Three officers in training were on the scene, learning from their more experienced colleagues. Before lifting the weapon from the bed to demonstrate the proper handling of a gun at a death scene, Moyers noted that the holes in the blue bed sheet indicated there had been a fold in the fabric when the gun was discharged.
“When you rotate the cylinder out, you need to be careful not to turn it,” he said holding the revolver up so that all the new officers could see. Then you need to draw the cylinder as you see it on a piece of paper.” Moyers made his drawing, but at the time, he did not notice the most significant piece of evidence the gun contained.
Raynella came into the house with her married daughter, Maggie Dossett Connaster, and asked, “What’s going on here boys? What’s going on?”
Moyers talked with Maggie while Detective Steve Webb spoke to Raynella. She informed Webb that it had been a typical morning. Katie was running a little late but she left home for school at 8:15. Raynella said she’d prepared and served her husband breakfast in bed. “He always tells me I bring it too hot to melt the butter.” The detective thought that was an odd statement but didn’t question her about it. Before leaving the house, she tuned the television to the Joyce Meyer show, a religious and inspirational program that aired at 8:30.
She also told him that the house was locked when she returned home. When Webb asked her why her husband would commit suicide, Raynella said, “He just found out yesterday that his mother has cancer.”
After a moment of silence, she added: “Well, he’s finally at rest. He can finally rest.”

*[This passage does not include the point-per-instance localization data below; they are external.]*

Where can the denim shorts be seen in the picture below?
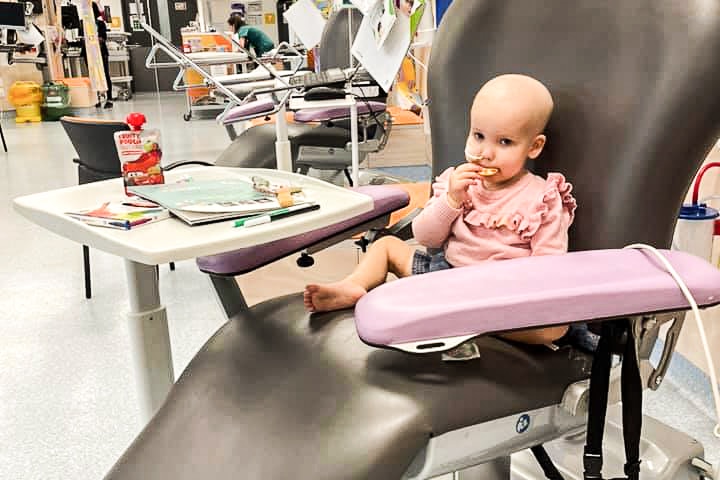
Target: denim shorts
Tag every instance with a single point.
(425, 262)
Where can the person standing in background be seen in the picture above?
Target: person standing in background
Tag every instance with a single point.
(250, 36)
(104, 53)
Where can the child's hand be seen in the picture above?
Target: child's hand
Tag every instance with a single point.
(462, 177)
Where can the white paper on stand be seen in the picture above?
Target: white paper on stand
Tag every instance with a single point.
(306, 22)
(364, 5)
(382, 61)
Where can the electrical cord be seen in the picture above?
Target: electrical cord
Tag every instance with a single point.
(701, 328)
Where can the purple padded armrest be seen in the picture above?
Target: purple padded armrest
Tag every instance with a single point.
(250, 109)
(386, 199)
(335, 113)
(437, 311)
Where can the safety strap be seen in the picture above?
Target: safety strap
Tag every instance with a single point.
(613, 339)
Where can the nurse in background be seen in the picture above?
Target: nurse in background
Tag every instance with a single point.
(250, 36)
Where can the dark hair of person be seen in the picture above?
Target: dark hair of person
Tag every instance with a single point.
(236, 21)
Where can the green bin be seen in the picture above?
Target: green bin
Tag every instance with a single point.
(56, 101)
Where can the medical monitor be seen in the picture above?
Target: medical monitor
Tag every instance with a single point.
(12, 15)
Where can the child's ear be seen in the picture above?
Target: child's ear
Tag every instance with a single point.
(537, 146)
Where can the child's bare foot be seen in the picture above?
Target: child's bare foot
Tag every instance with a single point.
(332, 296)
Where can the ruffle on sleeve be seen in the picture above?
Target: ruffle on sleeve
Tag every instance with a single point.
(440, 185)
(526, 221)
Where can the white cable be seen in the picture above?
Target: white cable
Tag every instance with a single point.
(698, 319)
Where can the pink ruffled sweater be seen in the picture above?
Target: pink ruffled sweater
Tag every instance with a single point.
(530, 217)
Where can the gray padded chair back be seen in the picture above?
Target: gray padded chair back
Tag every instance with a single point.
(633, 84)
(335, 43)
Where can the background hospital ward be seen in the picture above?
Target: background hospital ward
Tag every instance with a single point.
(359, 239)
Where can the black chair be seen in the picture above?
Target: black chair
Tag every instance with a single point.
(278, 394)
(94, 142)
(323, 146)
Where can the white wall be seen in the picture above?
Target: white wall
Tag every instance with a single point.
(115, 11)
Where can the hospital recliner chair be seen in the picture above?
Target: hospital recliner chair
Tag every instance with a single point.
(277, 393)
(318, 139)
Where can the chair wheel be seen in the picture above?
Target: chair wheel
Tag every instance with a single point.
(305, 260)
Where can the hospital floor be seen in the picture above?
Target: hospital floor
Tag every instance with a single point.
(68, 407)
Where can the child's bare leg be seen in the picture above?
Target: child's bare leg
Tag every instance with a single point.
(537, 336)
(389, 254)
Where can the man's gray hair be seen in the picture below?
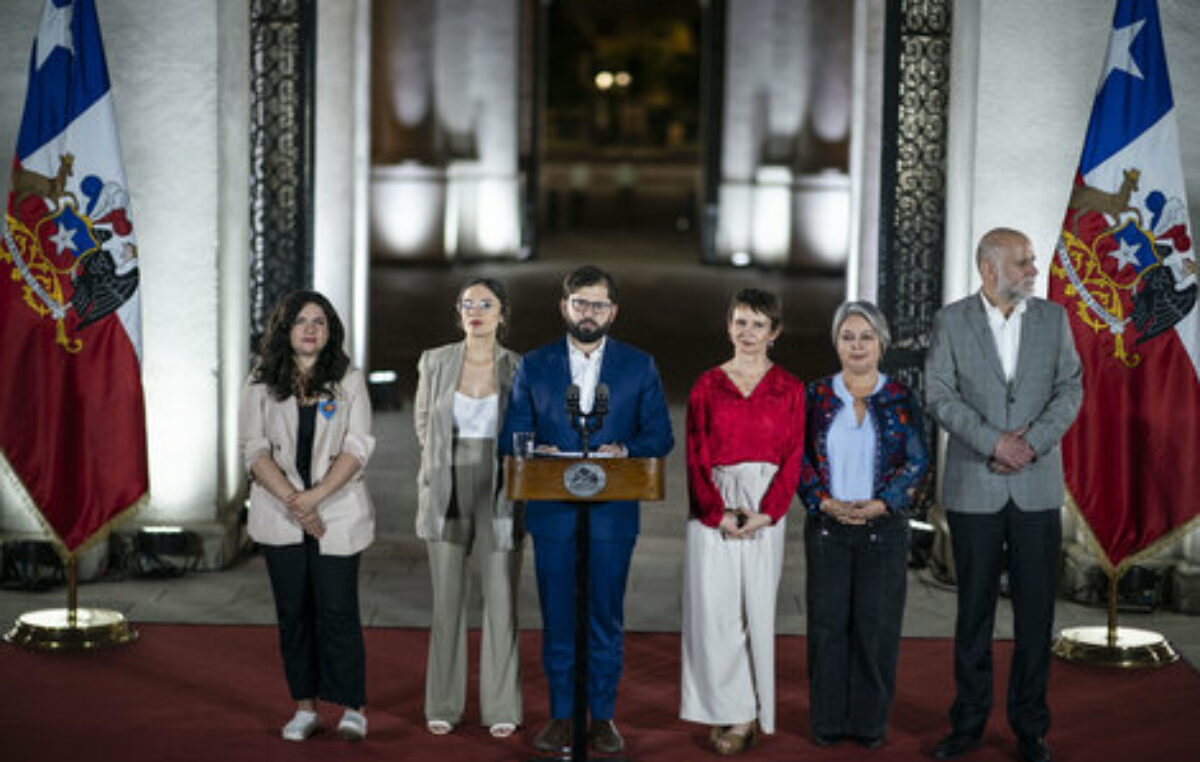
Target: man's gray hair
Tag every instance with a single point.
(995, 241)
(870, 313)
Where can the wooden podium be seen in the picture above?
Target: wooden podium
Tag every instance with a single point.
(583, 481)
(551, 479)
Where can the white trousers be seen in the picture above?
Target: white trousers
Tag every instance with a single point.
(729, 625)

She volunteered her journal, handing it to the investigator saying that it chronicled their family life and contained documentation of Dave’s health and state of mind. In response to the detective’s question, she said that she started the washer and the dryer just before leaving home at 9 that morning. Investigator Moyers silently wondered why the dryer was still running three hours later.
Moyers looked for signs of the grief and sorrow noted in Raynella by the first responder but saw none. Instead, he observed a woman in control, taking charge of the situation. That made him very uncomfortable.
He also wasn’t pleased to see the gathering of the who’s who of Knoxville’s legal and political world in front of the Leath home—public defenders, local Republican Party leaders, lawyers and at least one judge. They were clearly there in support of Raynella, their attention not wavering even when a burst of rainy drizzle blew through the gloomy afternoon. Investigator Moyers knew the pressure the powerful could apply. Their involvement always made an investigation difficult and delicate.
But what troubled Moyers the most was the evidence uncovered in the bedroom. Techs dug a bullet out of the wall. It had penetrated the headboard with a piece of the victim’s hair attached. They dug another bullet out of the floor under the bed. And a third bullet was lodged in David Leath’s head—the one that pierced his skull above his left eye, transected his brain stem and killed him instantly.
The evidence wasn’t in harmony with the widow’s story. Was it really a suicide?